Let $(X,d)$ be a complete metric space. Call a sequence $(x_n)\subseteq X$ a weakly Cauchy sequence in $X$ if there is some $y\in X$ such that $(d(y,x_n))_n$ is a Cauchy sequence in $\mathbb{R}$. It is clear from the estimate $$|d(y,x_m)-d(y,x_n)|\leqslant d(x_m,x_n)$$ that a Cauchy sequence in $X$ is a weakly Cauchy sequence. It is also true that a Cauchy sequence $(x_n)$ is bounded i.e. there is $z\in X$ such that $\sup_nd(z,x_n)<+\infty$.
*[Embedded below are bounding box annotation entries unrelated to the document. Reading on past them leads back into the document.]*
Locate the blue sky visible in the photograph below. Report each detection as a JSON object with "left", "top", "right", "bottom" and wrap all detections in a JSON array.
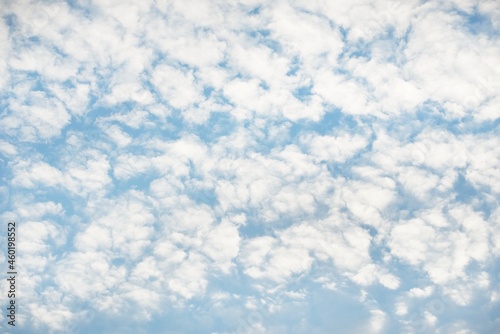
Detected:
[{"left": 0, "top": 0, "right": 500, "bottom": 334}]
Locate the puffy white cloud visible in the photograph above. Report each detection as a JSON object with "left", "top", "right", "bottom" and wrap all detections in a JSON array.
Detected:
[{"left": 0, "top": 0, "right": 500, "bottom": 333}]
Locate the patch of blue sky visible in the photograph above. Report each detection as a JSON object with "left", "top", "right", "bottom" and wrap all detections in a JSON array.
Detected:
[{"left": 193, "top": 112, "right": 237, "bottom": 144}]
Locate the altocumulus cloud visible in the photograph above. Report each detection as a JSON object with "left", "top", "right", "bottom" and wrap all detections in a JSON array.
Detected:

Is it true that a bounded and weakly Cauchy sequence in $X$ is a Cauchy sequence in $X$?

If not, under what additional conditions is a weakly Cauchy sequence in $X$ a Cauchy sequence?

Answer 1

The first statement is not correct. You can simply take $(X, d)=(\mathbb{R}, |\cdot|)$ (standard real line) and consider sequence $x_n=(-1)^n$. Then, for $y=0$ we have $d(y, x_n)=1$ for all $n\in\mathbb{N}$. However, the sequence $\{x_n\}_{n=1}^{\infty}$ is not the Cauchy sequence in metric space $(\mathbb{R}, |\cdot|)$ (because this metric space is complete and $\{x_n\}_{n=1}^{\infty}$ isn't convergent).

Note that $d(y, x_n)$ is a Cauchy sequence iff sequence $\{d(y, x_n)\}_{n=1}^{\infty}$ is convergent. That's why you need some unusual conditions for $(X, d)$ to make this statement true.